The Senate subcommittee also rejected President Trump’s proposed cuts to teacher training and afterschool funding (see below). Full Senate committee consideration of the funding measure is scheduled for Thursday. The 2018 federal fiscal year begins on Oct. 1.
Here are capsule descriptions of some of the key funding provisions for K-12 education:
Overall, the Senate bill includes $68.3 billion in discretionary funding for the U.S. Department of Education and the programs it administers, an increase of $29 million above the FY2017 level, including the following amounts for specific programs:
- Title I Grants — $15.5 billion, a $25 million increase. Title I provides basic and flexible funding to low-income school districts, which allows States, local school districts, and schools to decide how to best use limited resources to improve student outcomes.
- Title II, Part A Educator Professional Development (Teacher and Principal Training) Grants — $2.1 billion, which maintains FY 2017 funding levels. (Both the House spending committee and the Trump administration have proposed scrapping the program, so it remains in jeopardy despite the Senate’s support.)
- 21st Century Community Learning Centers — $1.2 billion, maintaining this program, which the Trump administration had proposed to eliminate. (The House also refused to eliminate this program that helps school districts cover the cost of afterschool and summer-learning programs. Instead, it voted to provide $1 billion for 21st Century, signaling that this program will almost certainly see some funding in the 2018-19 school year.)
- Title IV Student Support and Academic Enrichment Grants — $450 million, a $50 million increase, for this new block grant created under the Every Student Succeeds Act to help support activities to provide students with a well-rounded education, including STEM education; ensure safe and supportive learning environments; and use technology to improve instruction. (This program, which can be used for everything from computer science programs to band instruments and Advanced Placement test fees, is currently receiving $400 million, and would get $500 million under a bill approved by the House appropriations committee earlier this year.)
- IDEA State Grants — $12.8 billon, the same funding level for special education grants for children with disabilities as last year.
- Career and Technical Education Grants — $1.1 billion, the same level as last year. (The Trump administration had proposed a $165 million cut.)

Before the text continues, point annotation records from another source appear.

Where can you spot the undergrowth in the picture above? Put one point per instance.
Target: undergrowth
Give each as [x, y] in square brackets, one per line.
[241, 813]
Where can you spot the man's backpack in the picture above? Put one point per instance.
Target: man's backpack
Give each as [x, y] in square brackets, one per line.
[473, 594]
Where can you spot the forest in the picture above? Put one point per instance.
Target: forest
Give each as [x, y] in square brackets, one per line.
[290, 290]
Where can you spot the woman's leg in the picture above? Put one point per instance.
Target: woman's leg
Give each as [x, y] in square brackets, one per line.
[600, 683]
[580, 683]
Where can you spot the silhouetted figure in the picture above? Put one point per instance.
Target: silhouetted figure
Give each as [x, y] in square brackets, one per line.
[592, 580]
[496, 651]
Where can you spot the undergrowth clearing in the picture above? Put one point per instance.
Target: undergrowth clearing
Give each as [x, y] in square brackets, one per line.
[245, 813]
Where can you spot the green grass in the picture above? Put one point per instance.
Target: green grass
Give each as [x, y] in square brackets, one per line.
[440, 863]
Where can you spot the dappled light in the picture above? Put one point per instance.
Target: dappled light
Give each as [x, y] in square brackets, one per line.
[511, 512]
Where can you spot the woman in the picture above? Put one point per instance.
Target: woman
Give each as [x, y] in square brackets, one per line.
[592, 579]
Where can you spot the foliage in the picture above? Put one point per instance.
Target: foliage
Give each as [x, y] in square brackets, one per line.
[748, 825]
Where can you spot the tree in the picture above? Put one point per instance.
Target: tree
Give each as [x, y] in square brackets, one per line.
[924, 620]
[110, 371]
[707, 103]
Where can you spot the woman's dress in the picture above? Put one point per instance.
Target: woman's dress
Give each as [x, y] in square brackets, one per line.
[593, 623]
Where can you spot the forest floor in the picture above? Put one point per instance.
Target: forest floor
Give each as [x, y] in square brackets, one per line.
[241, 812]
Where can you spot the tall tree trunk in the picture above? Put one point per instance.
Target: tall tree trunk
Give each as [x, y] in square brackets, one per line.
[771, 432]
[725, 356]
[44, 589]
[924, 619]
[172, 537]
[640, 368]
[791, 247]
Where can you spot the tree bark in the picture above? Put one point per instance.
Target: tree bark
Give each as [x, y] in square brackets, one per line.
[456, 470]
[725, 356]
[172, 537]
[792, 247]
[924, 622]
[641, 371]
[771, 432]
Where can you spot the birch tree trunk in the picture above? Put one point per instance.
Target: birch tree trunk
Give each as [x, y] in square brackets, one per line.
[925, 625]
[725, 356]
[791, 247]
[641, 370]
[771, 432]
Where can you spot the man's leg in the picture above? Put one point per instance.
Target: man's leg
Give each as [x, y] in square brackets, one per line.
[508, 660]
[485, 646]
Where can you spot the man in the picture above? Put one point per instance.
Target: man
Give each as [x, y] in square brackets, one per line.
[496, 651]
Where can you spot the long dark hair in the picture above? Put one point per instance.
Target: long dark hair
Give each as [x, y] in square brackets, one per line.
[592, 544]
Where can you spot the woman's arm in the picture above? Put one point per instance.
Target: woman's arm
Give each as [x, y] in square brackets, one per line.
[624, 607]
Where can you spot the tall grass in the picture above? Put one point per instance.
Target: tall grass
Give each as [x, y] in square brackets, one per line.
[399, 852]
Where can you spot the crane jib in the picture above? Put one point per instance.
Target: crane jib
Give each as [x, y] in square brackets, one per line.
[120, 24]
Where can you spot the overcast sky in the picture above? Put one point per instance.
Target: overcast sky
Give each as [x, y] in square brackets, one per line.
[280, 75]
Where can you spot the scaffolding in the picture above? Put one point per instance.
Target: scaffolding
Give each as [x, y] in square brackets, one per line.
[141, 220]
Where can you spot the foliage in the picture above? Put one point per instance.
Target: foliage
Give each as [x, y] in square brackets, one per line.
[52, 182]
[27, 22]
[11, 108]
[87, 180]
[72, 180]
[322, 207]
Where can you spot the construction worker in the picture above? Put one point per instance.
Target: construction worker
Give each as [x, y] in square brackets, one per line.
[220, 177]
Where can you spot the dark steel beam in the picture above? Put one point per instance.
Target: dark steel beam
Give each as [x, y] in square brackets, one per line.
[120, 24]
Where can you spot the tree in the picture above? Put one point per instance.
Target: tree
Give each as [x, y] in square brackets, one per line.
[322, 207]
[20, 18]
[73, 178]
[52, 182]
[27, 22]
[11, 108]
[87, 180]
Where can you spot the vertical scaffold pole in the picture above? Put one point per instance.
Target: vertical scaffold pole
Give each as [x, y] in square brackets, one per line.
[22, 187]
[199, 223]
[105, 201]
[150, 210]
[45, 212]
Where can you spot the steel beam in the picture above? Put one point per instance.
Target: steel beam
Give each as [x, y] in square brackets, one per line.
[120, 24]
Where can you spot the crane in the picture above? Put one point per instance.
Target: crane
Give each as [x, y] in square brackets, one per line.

- Impact Aid — $1.3 billion, an $11.5 million increase above FY2017. Impact Aid provides support to local school districts impacted by the presence of non-taxable federally-owned land and activities, such as military bases, and Indian lands.
- Teacher and Leader Incentive Fund — $190 million, a $10 million decrease from FY 2017 for this program which provides grants to help school districts create pay-for-performance programs.
- Charter Schools — $367 million, a $25 million increase above FY2017, to support the start-up, replication, and expansion of high-quality charter schools. (The Trump administration had proposed a $168 million increase.)
- TRIO Programs — $953 million, a $3 million increase over FY2017. TRIO programs provide services to students from disadvantaged backgrounds to help them enter and complete college and postgraduate education program.